Costa Rica’s Strong Growth and High-Value Sectors to Keep Current Account Steady

  • Fitch forecasts that Costa Rica’s current account deficit will remain stable, edging up slightly from 1.4% of GDP in 2024 to 1.5% in 2025, before reaching 1.6% in 2026. This reflects a modest deterioration in the goods trade deficit, which is expected to widen from 2.6% of GDP to 3.8%.
  • Agricultural exports underperformed in Q1 2025, reinforcing the view that pineapples, bananas, and coffee—highly reliant on the US market—remain among the most exposed to trade disruptions and falling global food prices. Therefore, a slowdown in the US will likely deepen this contraction in H2 2025 and 2026. 
  • However, medical devices, which account for just under half (43%) of total goods exports, are expected to remain insulated. These high-value products are deeply integrated into US supply chains, and many multinational manufacturers operate locally to take advantage of lower labour costs. As a result, Fitch is not overly concerned about broader export disruption.

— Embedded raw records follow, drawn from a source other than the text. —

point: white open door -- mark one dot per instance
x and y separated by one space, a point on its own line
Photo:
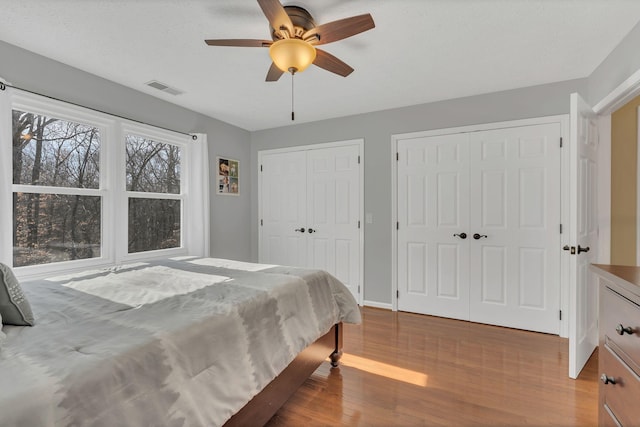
583 234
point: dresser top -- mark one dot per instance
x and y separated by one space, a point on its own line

  • Meanwhile, imports are expected to slow as a share of GDP, from 25.5% in 2024 to 24.3%, owing to the negative terms of trade effects from lower oil prices, Costa Rica’s main import. In contrast, input purchases and consumer goods imports are expected to remain strong, as household consumption remains a key driver of growth in 2025. Overall, the goods trade balance posted a deficit of 1.0% of GDP in Q1, slightly narrower than the 1.2% recorded in the same period last year.
  • That said, both the service trade surplus and primary income deficit are set to improve in 2025, with the former rising from 9.3% of GDP to 10% and the latter narrowing from 8.6% to 8.2%. Service exports will remain strong, supported by Costa Rica’s role in global value chains for business services, IT, and other high-value sectors.
  • On the primary income side, lower interest payments due to fiscal consolidation will help reduce net income outflows. Although rising FDI inflows could limit further improvement by increasing profit repatriation, this should be partially offset by a continued trend toward reinvestment, particularly in free trade zones.